Watchdog asks feds to investigate university, Biden center for millions in anonymous China donations
The group says the university is in violation of federal disclosure laws
A watchdog group is asking the U.S. Education Department to investigate the University of Pennsylvania and its Biden Center, a diplomacy and global engagement initiative named after the Democratic presidential candidate, for accepting millions of dollars in anonymous funds from Chinese donors.
The complaint, filed by the National Legal and Policy Center, says that over the past three years, the university has accepted around $22 million in anonymous funding from Chinese sources. That’s out of a total of more than $70 million from Chinese donors during that time, the NLPC said.
Those significant funds, including the anonymous amounts, rolled in after the Biden Center was announced in early 2017 and launched in February 2018. The center is located in downtown Washington, D.C.
Federal records show that the University of Pennsylvania has received significant donations from China since the opening of the center. One 2018 donation alone totals $14.5 million; it is listed as “anonymous” in federal records.

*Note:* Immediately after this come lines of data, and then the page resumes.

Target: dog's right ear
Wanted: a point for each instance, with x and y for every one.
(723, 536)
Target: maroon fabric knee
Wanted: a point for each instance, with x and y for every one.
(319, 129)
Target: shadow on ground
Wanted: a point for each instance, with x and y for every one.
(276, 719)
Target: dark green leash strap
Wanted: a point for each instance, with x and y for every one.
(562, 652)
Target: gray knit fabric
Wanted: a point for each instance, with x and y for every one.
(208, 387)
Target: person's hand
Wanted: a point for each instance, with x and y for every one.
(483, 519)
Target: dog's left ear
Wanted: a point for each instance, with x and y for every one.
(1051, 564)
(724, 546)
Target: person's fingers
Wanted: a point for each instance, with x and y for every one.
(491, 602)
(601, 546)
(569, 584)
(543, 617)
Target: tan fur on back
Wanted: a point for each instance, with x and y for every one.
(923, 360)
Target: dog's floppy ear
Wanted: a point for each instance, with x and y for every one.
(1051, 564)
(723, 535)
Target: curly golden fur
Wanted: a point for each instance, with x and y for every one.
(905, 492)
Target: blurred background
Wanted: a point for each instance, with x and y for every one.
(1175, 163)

The NLPC alleges the university may have violated federal law in accepting those anonymous monetary donations. The Higher Education Act mandates schools report the national origins of any donations above $250,000 although not necessarily the individual names of donors themselves.
Still, the NLPC is calling on the Education Department to “conduct a full Investigation and Records Request of all monetary gifts and contracts that have been received by the University of Pennsylvania and its Penn Biden Center for Diplomacy and Global Engagement from China sources.”

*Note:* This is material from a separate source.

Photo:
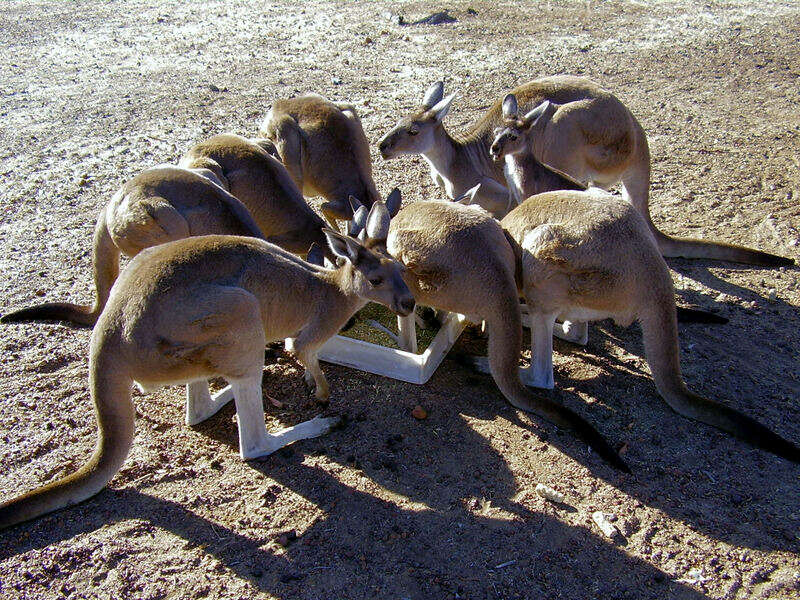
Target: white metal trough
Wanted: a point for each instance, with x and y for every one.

Neither the Biden campaign nor the Biden Center responded to requests for comment on Sunday. The University of Pennsylvania’s media office also did not respond to a query.
‘It’s not too hard to connect the dots’
It is not immediately evident from Penn’s financial disclosures how much, if any, of those Chinese donations are going to the Biden Center. Yet Paul Kamenar, a lawyer for the NLPC, told Just the News on Sunday that “it’s not too hard to connect the dots.”
“This is foreign money coming into the university. It’s not going to their English department,” he said via phone. He noted that the university has a center called “Penn Global” with several sub-departments, one of which is the Penn Biden Center.
“It’s just logical that it goes from the university to the university’s international global groups, of which the Biden center is one.”
Kamenar also highlighted the university’s 2020 Penn China Research Symposium, held near the end of January. That symposium featured Ambassador Huang Ping, the Consul-General from New York’s Chinese consulate general. On one panel of that event, called “China and the Future of Healthcare and Biotechnology,” was a representative of the Penn Biden Center.
“It’s not a stretch to conclude that the Penn Biden Center has to be getting money from somewhere. They’re not holding bake sales to raise funds,” Kamenar said.
“Even if the source of the all the mega-millions of China donations are disclosed, depending on the terms and conditions of the grants, there’s a question of whether the University and its Biden Center are violating the Foreign Agents Registration Act,” he added, calling the matter “a national security issue.”
Asked about the university’s outward compliance with the Higher Education Act, Kamenar ultimately framed the issue as part of a larger picture.
“Regardless of the true source of the funds in China, the larger question for UoP and Biden Center is how beholden the university is to the millions pouring in from China, especially the $14.5 million that came soon after Biden Center opened?” he said, adding that the group is “asking [the Department of Education] to conduct a full investigation and … get ALL the underlying gifts and contracts, conditions and all regardless of whether it has to be reported.”
The NLPC in its complaint specifically requested that the Education Department “obtain and inspect all copies of the monetary gifts and contracts, whether or not listed as Anonymous, in order to determine what if any conditions or restrictions were or are placed on those gifts or contracts.”
The university has received numerous other anonymous international donations over the contested time period, including a $2 million gift from Canada last year and a $1 million donation from Hong Kong.